(My notes from Richard M. Golden's excellent podcast "Learning Machines 101")
What makes for human intelligence? Decision making. Both to decide based on past experience, as well as to decode novel situations, those with no precedent at all.
"The ability to make decisions in new situations and the ability to learn from experience are important characteristics of human intelligence," Golden said.
And this is how machines can "learn" as well, so the reasoning goes. With machine learning, computers map out all the possible scenarios that would ensue from a particular decision that had to be made, ranking them in terms of favorable outcome, to choose the best one. It could also digest this information, using it to modify the scores of past scenarios, in order to build up a sense of "experience."
Characterizing people's motivation for doing things, one can say they always act in the desire of positive outcomes.
Take games for instance. Every move a player makes has the same objective, to win. Winning is a positive outcome.
One of the earliest experimental AI programs, from the 1950s, was a game of checkers. With checkers, like life itself, you have to make moves not knowing the final outcome, good or bad.
Of course, life is more difficult than a game. But a game like checkers offers one advantage: It is interpretable.
Computationally, it would appear to be easy to calculate multiple moves ahead in checkers, namely to look at all the possible move combinations, in order to find those that would lead to a positive outcome i.e. win the game. This is called a look ahead strategy. Of course, the calculation would also have to include the opponent's own calculations for a positive outcome as well.
Such calculations would rapidly run out the capabilities of a computer to figure out an answer. A total of 50 moves would provide nearly an infinite number of outcomes. In addition to generating moves, an ML program would also have to evaluate possible move combinations, ideally by creating a rating that estimates the success of any given approach, based on a pre-chosen number of moves ahead it can easily calculate.
The rating could incorporate a number of different evaluations, called features. In checkers, a feature could be the number of pieces still on the board. Another feature could be the number of Kings on the checker board. The right features have to be chosen, and weighed against each other, to best estimate an accurate outcome. This is the work of the evaluation role.
In this way, an ML machine can map out possible positive outputs to a novel situation. It will also need to take into account its "experience" with this game. This is where reinforcement learning comes into work.
This learning rule reconciles the current predictions from the Evaluation Rule against the rating of the present set of outcomes.
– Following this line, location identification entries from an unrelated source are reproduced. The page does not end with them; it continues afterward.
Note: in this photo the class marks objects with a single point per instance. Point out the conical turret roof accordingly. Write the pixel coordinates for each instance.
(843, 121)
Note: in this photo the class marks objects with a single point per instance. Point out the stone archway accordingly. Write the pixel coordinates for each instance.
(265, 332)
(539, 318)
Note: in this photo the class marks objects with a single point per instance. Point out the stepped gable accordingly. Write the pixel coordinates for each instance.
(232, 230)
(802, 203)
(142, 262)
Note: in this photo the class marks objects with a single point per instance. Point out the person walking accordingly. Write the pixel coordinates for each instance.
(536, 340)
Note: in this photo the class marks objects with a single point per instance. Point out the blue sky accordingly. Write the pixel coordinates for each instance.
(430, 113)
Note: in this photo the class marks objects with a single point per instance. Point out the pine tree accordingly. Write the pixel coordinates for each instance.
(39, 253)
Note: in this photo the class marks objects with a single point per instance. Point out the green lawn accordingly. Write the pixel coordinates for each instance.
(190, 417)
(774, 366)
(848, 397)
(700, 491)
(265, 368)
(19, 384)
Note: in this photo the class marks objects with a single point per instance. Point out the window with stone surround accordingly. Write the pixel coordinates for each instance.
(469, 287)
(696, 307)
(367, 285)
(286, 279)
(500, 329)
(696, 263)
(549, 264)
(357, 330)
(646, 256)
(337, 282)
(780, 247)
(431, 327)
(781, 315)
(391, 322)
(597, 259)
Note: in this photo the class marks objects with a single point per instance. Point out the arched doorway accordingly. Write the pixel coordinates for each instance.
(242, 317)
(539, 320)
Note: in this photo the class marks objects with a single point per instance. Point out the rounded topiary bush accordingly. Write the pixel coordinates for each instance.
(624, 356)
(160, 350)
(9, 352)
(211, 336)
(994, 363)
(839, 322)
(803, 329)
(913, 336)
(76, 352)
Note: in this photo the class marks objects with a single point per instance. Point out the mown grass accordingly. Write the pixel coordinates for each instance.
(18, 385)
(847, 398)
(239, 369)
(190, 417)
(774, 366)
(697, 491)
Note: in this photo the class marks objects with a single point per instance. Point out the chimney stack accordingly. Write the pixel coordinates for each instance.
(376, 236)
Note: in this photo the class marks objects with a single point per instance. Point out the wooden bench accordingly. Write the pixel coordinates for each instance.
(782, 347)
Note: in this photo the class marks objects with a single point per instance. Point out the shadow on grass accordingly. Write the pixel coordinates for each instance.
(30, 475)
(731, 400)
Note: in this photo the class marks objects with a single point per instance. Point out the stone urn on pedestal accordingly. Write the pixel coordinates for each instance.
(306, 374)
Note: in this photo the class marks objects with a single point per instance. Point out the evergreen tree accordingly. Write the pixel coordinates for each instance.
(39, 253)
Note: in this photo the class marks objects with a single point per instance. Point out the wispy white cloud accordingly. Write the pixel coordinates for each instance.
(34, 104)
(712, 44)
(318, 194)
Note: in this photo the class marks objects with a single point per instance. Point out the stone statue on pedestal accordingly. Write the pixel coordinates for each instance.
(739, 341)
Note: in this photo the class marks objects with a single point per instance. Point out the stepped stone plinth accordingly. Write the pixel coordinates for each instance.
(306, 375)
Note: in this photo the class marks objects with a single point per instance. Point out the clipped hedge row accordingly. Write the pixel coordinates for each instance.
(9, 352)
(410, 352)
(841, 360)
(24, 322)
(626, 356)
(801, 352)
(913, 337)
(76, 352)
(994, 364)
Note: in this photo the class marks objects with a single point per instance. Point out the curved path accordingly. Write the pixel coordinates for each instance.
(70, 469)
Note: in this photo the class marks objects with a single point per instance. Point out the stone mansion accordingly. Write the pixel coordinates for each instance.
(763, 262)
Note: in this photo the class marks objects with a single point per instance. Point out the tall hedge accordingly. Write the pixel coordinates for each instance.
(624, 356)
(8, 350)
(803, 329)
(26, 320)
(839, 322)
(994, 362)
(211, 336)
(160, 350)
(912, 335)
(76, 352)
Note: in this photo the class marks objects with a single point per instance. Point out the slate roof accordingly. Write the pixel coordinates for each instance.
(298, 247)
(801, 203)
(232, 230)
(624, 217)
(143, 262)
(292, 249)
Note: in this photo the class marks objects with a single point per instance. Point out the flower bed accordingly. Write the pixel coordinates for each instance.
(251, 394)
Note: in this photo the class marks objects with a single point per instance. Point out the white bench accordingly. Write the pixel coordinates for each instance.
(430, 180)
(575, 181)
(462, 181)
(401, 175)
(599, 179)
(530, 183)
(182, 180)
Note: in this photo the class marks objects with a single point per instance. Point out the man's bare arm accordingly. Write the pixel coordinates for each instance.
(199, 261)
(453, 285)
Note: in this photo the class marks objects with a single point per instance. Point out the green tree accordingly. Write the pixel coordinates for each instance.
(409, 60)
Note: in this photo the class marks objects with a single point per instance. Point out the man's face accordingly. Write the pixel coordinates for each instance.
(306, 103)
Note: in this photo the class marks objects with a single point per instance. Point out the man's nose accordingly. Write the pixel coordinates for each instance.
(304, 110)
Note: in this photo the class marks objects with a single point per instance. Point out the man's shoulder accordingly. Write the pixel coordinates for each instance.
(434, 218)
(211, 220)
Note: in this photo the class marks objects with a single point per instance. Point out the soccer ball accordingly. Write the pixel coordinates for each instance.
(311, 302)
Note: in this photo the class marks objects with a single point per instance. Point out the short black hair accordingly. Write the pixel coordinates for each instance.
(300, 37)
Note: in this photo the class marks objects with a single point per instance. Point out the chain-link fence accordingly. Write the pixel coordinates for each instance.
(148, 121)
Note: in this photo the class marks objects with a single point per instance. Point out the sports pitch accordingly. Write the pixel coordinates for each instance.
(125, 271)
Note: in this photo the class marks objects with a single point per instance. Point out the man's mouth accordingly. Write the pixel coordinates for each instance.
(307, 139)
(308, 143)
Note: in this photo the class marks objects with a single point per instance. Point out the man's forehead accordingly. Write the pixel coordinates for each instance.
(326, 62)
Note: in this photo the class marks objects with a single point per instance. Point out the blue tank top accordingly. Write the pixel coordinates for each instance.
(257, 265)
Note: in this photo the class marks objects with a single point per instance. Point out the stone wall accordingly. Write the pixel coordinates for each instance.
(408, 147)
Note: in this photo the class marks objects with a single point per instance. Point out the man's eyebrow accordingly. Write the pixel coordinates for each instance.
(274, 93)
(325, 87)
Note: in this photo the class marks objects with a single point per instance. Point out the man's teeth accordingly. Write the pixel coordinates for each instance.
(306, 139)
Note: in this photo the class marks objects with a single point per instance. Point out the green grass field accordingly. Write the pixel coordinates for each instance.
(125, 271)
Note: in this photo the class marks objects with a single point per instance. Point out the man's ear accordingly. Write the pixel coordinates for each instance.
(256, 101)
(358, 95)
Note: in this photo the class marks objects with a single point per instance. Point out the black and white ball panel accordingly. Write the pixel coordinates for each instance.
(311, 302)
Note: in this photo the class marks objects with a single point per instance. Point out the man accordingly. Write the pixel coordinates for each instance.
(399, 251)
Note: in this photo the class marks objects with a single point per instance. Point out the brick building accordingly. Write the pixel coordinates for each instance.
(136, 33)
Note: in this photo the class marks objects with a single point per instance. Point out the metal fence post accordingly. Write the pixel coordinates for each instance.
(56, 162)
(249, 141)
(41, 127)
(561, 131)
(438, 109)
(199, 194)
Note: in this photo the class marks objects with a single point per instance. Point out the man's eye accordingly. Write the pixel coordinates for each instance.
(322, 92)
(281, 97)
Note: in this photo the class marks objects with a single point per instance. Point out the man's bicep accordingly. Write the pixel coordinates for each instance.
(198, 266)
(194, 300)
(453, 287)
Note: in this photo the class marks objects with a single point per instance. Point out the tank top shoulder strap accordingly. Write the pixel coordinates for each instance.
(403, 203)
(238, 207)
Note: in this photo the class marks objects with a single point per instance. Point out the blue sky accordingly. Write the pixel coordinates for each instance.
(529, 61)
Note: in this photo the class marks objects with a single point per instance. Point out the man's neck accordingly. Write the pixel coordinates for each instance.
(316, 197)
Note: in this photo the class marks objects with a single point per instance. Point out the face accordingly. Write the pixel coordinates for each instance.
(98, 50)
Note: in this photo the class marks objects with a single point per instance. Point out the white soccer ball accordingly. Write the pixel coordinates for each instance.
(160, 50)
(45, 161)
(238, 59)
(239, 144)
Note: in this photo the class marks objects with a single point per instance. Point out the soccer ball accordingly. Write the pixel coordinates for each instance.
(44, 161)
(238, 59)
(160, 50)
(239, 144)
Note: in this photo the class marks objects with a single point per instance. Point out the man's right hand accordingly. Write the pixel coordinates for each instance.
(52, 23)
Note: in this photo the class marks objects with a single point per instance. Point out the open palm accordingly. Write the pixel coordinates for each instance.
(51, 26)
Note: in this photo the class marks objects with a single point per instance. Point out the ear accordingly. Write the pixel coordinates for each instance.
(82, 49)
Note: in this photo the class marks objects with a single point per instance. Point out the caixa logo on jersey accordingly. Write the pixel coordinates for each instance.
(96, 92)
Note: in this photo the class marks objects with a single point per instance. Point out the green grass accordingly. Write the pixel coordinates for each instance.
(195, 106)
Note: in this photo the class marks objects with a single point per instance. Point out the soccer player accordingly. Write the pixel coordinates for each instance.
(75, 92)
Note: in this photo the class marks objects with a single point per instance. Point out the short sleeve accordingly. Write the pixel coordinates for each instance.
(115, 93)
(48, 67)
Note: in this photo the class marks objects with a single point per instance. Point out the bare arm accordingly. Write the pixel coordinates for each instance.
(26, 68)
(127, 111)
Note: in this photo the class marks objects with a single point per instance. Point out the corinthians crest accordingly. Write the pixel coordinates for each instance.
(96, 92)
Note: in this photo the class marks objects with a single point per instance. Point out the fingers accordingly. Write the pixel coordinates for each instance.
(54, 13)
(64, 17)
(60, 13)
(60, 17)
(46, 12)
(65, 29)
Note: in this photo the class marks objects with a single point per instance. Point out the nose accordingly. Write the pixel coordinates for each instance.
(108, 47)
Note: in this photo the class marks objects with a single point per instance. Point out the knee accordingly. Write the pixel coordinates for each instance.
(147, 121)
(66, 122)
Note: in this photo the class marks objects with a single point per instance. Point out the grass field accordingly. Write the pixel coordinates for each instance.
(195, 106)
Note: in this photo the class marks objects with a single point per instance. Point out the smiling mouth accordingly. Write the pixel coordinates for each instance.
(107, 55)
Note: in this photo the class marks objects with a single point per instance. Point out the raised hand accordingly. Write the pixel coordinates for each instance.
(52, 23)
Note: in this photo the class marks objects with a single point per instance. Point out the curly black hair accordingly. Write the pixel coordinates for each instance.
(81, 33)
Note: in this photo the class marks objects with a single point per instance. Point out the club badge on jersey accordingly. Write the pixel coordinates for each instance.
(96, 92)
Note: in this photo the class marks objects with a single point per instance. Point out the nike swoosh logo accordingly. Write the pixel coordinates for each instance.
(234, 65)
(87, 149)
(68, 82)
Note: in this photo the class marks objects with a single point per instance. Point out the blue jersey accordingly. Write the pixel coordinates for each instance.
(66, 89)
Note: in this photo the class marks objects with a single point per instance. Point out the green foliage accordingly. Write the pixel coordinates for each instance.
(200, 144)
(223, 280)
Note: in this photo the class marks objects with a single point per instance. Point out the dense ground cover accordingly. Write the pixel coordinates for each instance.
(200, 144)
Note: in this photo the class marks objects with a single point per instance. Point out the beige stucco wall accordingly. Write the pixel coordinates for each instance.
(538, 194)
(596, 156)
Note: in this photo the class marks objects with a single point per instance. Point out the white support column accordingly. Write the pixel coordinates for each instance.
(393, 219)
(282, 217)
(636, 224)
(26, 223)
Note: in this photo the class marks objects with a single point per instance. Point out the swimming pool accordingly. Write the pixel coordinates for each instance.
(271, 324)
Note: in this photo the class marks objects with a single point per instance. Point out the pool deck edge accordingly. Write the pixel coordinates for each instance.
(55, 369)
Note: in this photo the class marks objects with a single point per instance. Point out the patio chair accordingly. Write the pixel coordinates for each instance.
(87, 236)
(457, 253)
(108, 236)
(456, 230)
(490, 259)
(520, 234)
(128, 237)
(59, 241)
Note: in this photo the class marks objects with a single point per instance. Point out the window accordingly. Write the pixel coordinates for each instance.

For instance, if all the possible outcomes equal "4" but the rating of the present state of the system is a "3," then the present rating would be upped to a "4," given all the future outcomes. (Episode 2)
Knowledge is represented by a set of if-then rules. If condition X is true then the machine will execute Y. The rules fall into two categories: legal moves (i.e. pieces can only move forward on a checkerboard) and strategic moves (i.e. try to convert a checker piece intro a king).
Collections of rules are assembled into a production system. In addition to each set of rules, such a system will also have a working memory, which captures the current state of knowledge within the system, as well as a conflict resolution system, to reconcile potentially conflicting rules.
One of the biggest ongoing challenges in ML is to pick the rules, or the features, that adequately describe the problem at hand. Rule sets may contain contradictory knowledge or incomplete knowledge. And, for ML, one of the most intractable problems of all are the exceptions to the rules. A rules such as "all birds can fly" for instance, does not cover the penguin or the ostrich, birds that, in fact, can not fly. (Episode 3)